Возвращаясь к собору, я, наконец-то, увидел шатающегося мужика. Наложив на него лёгкий конфундо, я узнал-таки нужный адрес. И, затерев обливейтом последние десять минут воспоминаний гуляки, двинулся туда.
Оказалось, что нужный дом как раз напротив собора. Было уже два часа ночи, и я прямо чувствовал, как утекает время. Какова же была моя досада, когда за открытой алохоморой дверью, оказалась пустая квартира. Совсем пустая, не заселенная.
Плюнув на конспирацию, я постучался в ближайшую квартиру. Благо оттуда, несмотря на позднее время, слышалась музыка и смех. По проверенной схеме, я уточнил адрес. Оказалось, что алкаш почти угадал, он отправил меня в сто тридцатую, а надо было в просто тридцатую.
Найдя нужную дверь в соседнем подъезде, я уже поднял руку, чтобы нажать на звонок, как почувствовал легкую волну энергии смерти.
Похоже опоздал.
Вдруг дверь передо мной открылась. Я удивлённо посмотрел на мужчину в свитере, и только тут услышал трель дверного звонка. Всё еще в мыслях о смерти Высоцкого, я с запозданием заметил, что жму пальцем на кнопку звонка. Похоже, что почувствовав волну, я по инерции нажал кнопку.
Убрав палец, я снова посмотрел на мужика.
— Что? — с вызовом спросил он.

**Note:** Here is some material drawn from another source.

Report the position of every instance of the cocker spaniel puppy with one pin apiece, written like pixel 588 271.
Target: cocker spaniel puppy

И я, не найдя, что сказать, ляпнул то, что было на уме:
— Он умер.
Не знаю, как мужик понял про кого я говорю, а может просто и сам думал в тот момент о хозяине жилплощади, но лицо его сразу после моих слов изменилось, с надменного на растерянное, и он побежал в глубь квартиры. Я, прикрыв за собой дверь, последовал за ним.
— Володя! — услышал я на полдороге. — Володя! Ну что же ты.
На прикроватной тумбочке, в металлическом лотке лежал многоразовый шприц. Мой взгляд буквально зацепился за него. Даже зная про то, что Высоцкий был наркоманом, увидеть этот сопутствующий атрибут, было неожиданно.
Тем временем, мужчина начал реанимационные действия. Но они не помогли. По моим прикидкам, прошло уже минут пять, и от обычной помощи результата ждать не стоило.
От бездеятельного наблюдения меня отвлек всхлип, раздавшийся от двери. Там стояла пожилая женщина. По её щеке текла слеза, а она молча кусала свой кулак.
Наверно это мать Владимира Семёновича. Мне было больно видеть тихое страдание матери, бессильно наблюдающей, как её сын умирает.
Впрочем, я отбросил своё желание не раскрывать свое участие в спасении жизни артиста, и, достав пузырек с зельем Авача, отодвинул горе-доктора. Почему горе-доктора? А потому, что это он вколол наркотик, сам Высоцкий, в таком состоянии, вряд ли смог бы в вену попасть.
Содержимое пузырька отправилось в рот полутрупа. От суточной дозы энергии жизни, сердце стало мелко подрагивать, пытаясь запуститься, но чего-то не хватало.
Я приложил левую ладонь на солнечное сплетение, и протянул канал от печени к сердцу. Как обычно, в последнее время, при использовании дара знахаря, ладонь стала светиться, выдавая меня. Затем, накопив в правой электрический заряд, я хлопнул ладонью по груди своего пациента, на против сердца, одновременно высвобождая ток. Тело Высоцкого выгнулось не хуже чем от дефибриллятора.